Repository with the code related to the article publication regarding the construction of the ITED-Br dataset and its characteristics.
The ITED-Br dataset was assembled using two files: a Jupyter Notebook named coleta.ipynb for data collection and a Python script named corpus_refactor.py that refines the dataset, standardizing and adding elements to the files.
The code in the Jupyter Notebook ensures uninterrupted tweet collection by incorporating error handling for network issues and providing backup and state-saving mechanisms to mitigate the impact of adverse events like power outages. The collection stages and strategies used to manage the limitations of academic API access are detailed in our article. One key strategy was the rotation of tokens (token farming), cyclically swapping out tokens that temporarily reached their collection limit for those with available limits.
The code utilizes Python, along with the Tweepy and Pandas libraries, for making requests and structuring/storing the data, respectively. Initially, the data was saved in CSV (Comma Separated Values) format. This format allows new data to be appended continuously, ensuring backup functionality. However, it is inefficient in terms of reading and storage. Additionally, the code was adapted during the collection process, leading to a lack of standardization in the CSV files.
Thus, the corpus_refactor.py script was created to restructure the entire dataset without losing information.
The CSV files generated by coleta.ipynb presented several challenges:
- File names were not accessible, requiring access to a JSON to search for the date and obtain the file;
- Changes during the collection process caused a lack of standardization in the CSV files, especially in the first month, complicating data reading;
- The CSV file format is inefficient in terms of disk reading time and storage space;
- Some derived data could be extracted from the collected data to aid in dataset manipulation.
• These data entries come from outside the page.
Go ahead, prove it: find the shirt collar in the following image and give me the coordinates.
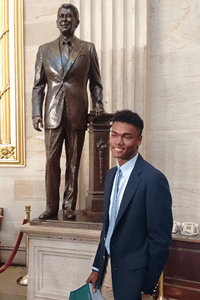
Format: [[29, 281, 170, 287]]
[[117, 153, 139, 176], [59, 35, 76, 47]]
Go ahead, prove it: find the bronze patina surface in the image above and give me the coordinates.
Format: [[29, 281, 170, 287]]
[[31, 4, 104, 220]]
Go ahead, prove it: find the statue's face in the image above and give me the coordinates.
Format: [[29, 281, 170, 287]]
[[57, 8, 79, 36]]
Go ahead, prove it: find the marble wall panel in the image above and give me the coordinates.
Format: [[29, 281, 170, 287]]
[[149, 50, 200, 131], [14, 180, 45, 202], [171, 181, 200, 224], [150, 1, 200, 55], [147, 125, 200, 222], [0, 179, 14, 202], [147, 130, 200, 184], [149, 0, 200, 223]]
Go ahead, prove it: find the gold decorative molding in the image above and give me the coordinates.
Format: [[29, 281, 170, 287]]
[[0, 25, 9, 39], [0, 0, 10, 145], [0, 0, 25, 166], [0, 82, 10, 98], [0, 146, 15, 159]]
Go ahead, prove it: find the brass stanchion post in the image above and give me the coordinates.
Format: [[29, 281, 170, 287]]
[[158, 272, 169, 300], [17, 205, 31, 286]]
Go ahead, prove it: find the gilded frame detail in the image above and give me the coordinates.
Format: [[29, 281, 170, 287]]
[[0, 0, 25, 166]]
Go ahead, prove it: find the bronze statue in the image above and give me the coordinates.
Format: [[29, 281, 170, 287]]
[[32, 3, 104, 220]]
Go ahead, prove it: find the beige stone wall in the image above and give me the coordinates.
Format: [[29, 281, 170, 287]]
[[1, 0, 200, 264], [148, 0, 200, 224]]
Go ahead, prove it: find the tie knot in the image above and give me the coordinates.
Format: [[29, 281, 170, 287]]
[[117, 168, 122, 178], [67, 41, 72, 47]]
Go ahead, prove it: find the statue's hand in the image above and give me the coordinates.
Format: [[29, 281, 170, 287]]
[[32, 116, 43, 132], [94, 107, 104, 117]]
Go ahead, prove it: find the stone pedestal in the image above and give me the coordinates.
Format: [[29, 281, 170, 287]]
[[85, 112, 113, 218], [20, 217, 102, 300]]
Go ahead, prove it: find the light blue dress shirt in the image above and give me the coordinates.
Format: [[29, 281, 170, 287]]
[[109, 153, 139, 220]]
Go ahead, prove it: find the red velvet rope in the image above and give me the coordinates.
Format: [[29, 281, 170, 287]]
[[0, 218, 28, 274]]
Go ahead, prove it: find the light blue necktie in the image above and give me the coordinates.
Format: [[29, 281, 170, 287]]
[[105, 168, 122, 254]]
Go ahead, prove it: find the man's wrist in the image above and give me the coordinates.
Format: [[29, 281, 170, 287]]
[[92, 267, 99, 272]]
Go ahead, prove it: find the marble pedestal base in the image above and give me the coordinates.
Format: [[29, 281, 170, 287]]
[[20, 216, 102, 300]]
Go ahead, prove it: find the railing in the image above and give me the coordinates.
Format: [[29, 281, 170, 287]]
[[0, 206, 30, 274]]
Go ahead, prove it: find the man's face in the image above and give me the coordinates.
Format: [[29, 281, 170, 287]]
[[109, 121, 142, 166], [57, 8, 79, 36]]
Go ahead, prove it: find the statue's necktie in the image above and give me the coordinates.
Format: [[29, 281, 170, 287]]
[[105, 168, 122, 255], [61, 41, 72, 74]]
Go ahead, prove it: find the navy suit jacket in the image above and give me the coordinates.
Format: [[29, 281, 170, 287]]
[[93, 154, 173, 298]]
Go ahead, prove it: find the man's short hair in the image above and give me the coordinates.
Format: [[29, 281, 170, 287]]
[[112, 109, 144, 136], [58, 3, 80, 21]]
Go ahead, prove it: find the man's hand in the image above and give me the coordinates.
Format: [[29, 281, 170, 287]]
[[32, 116, 43, 132], [86, 271, 99, 293], [94, 107, 104, 117]]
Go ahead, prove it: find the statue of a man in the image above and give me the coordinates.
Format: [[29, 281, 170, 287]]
[[32, 3, 104, 220]]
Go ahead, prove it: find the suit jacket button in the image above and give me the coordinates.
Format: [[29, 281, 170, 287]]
[[103, 256, 105, 259]]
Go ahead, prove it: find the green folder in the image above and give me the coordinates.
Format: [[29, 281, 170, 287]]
[[69, 283, 92, 300], [69, 283, 105, 300]]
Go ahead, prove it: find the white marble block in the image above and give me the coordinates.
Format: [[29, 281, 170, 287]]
[[20, 224, 101, 300]]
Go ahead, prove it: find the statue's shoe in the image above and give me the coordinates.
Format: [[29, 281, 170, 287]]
[[39, 210, 58, 220], [63, 209, 76, 220]]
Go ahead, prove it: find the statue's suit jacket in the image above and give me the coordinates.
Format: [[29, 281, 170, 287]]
[[93, 154, 173, 299], [32, 36, 103, 130]]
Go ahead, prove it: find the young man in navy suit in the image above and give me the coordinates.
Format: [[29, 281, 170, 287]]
[[87, 110, 173, 300]]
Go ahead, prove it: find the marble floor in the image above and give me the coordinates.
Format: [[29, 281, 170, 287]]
[[0, 266, 27, 300]]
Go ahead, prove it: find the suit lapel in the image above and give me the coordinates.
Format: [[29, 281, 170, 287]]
[[63, 37, 84, 77], [115, 154, 143, 228], [45, 37, 84, 77], [49, 38, 63, 75], [104, 167, 117, 231]]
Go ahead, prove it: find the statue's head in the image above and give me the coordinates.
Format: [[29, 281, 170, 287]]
[[57, 4, 80, 36]]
The script opens all CSV files from the collection and saves them in Parquet format, reducing the physical volume of data, which is desirable when handling large datasets. It also renames the files with a specific pattern, which is presented later. Finally, it addresses the lack of standardization during reading and creates columns with information about the length of some vectors in the dataset.
The dataset is organized based on the query used, the date of the tweets, and the type of data file. Thus, the directory for any file can be constructed as .../corpus/query/year/month/day/, and the file name can be constructed as type-year_month_day-query.parquet.
There are five types of data files: tweets, users, media, replies, and quotes.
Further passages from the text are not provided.